La expresión en el rostro de Sophie fue invaluable—sus ojos se abrieron de sorpresa antes de entrecerrarse frustrados.
La sonrisa de Lily vaciló por un segundo ante mi repentino acuerdo, claramente sorprendida.
Pero se recuperó rápido, enmascarando su sorpresa con una sonrisa empalagosamente dulce.
—Genial —canturreó, su voz suave como la miel—.
Nos vemos este sábado entonces, Eve.
Y tú también, Daniel.
Estaré esperando por ambos.
—¿Puedo venir yo también?
—preguntó Riri, su tono brillante y esperanzado.
La expresión en el rostro de Lily fue invaluable.
Su sonrisa perfectamente compuesta vaciló por un segundo, revelando un destello de pura repulsión.
Era como si la mera presencia de Riri la ofendiera, como si fuera una mancha en el barniz pulido de su imagen cuidadosamente curada.

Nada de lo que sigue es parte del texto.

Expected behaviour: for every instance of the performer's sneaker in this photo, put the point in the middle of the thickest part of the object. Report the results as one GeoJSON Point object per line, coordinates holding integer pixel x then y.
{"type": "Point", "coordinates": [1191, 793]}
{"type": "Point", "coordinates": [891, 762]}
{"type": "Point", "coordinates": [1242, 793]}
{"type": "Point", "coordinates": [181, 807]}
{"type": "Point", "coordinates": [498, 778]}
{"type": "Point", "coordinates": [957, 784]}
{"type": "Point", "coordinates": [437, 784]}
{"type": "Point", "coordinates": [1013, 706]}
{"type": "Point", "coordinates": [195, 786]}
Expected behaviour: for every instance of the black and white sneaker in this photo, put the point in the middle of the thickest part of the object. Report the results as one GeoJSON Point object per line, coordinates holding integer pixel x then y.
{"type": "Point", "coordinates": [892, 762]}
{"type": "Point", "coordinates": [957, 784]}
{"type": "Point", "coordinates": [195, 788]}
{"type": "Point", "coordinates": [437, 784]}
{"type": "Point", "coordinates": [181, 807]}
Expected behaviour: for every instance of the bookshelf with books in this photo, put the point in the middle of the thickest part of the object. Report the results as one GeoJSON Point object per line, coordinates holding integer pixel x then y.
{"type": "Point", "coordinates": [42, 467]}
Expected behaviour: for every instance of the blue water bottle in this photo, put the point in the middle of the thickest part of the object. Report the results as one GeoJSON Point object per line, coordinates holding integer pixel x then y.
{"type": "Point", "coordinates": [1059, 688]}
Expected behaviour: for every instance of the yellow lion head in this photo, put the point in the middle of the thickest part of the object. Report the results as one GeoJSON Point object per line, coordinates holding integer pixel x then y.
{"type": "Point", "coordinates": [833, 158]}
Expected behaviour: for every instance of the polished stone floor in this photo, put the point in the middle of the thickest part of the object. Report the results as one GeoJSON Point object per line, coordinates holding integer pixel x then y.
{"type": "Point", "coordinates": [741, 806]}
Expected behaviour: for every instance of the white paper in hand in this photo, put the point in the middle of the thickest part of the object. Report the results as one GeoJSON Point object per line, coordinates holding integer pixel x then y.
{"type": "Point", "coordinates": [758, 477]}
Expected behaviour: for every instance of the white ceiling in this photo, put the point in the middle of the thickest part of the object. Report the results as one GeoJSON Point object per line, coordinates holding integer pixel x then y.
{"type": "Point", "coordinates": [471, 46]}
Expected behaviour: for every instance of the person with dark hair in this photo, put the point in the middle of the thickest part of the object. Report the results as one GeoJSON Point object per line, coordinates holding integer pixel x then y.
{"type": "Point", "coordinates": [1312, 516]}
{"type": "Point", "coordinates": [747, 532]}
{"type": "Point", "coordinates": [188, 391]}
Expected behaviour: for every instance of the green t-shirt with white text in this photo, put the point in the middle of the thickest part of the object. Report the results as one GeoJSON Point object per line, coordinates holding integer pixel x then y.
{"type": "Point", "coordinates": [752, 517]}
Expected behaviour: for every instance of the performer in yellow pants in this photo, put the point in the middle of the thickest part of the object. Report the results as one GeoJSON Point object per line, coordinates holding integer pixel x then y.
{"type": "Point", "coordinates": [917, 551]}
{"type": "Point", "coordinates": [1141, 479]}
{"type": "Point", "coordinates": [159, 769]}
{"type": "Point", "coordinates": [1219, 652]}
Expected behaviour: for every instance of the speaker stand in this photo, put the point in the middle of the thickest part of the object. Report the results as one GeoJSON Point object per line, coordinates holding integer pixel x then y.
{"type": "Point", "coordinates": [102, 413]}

Su nariz se arrugó ligeramente y el desdén en sus ojos era inequívoco, como si Riri llevara algún contagio invisible.
Antes de que Lily pudiera siquiera abrir la boca para responder —sin duda con alguna excusa apenas velada para mantener a Riri fuera— intervení.
—Por supuesto, Riri —dije firmemente con una sonrisa cálida—.
Podemos ir juntas.
Me encantaría la compañía.
Los ojos de Lily centellearon de irritación, aunque lo escondió bien detrás de una sonrisa forzada.
Sabía que no había planeado incluir a nadie más, especialmente no a Riri.
Pero yo no iba a entrar a ese nido de leones sola.
Necesitaba un aliado, y Riri era la elección perfecta.
Además, me golpeó entonces lo aislada que me había vuelto en los últimos meses.
No tenía un círculo social real, ninguna amiga cercana en la que pudiera confiar.
Mis días en el pasado estaban llenos de la indiferencia fría de Cole y del susurro implacable de compañeros de clase que apenas me conocían más allá de los rumores.
Y aunque el grupo de Lily estaba lejos de ser un territorio amigable, podrían haber otros en la sesión de estudios —compañeros de clase que no estuvieran atrapados en juegos de poder mezquinos, gente con la que realmente pudiera conectar.
Era hora de arreglar eso.
Si quería construir una vida más allá de las sombras de mi pasado, necesitaba empezar a hacer conexiones, por pequeñas que fueran.
No podía permitirme ser una marginada para siempre.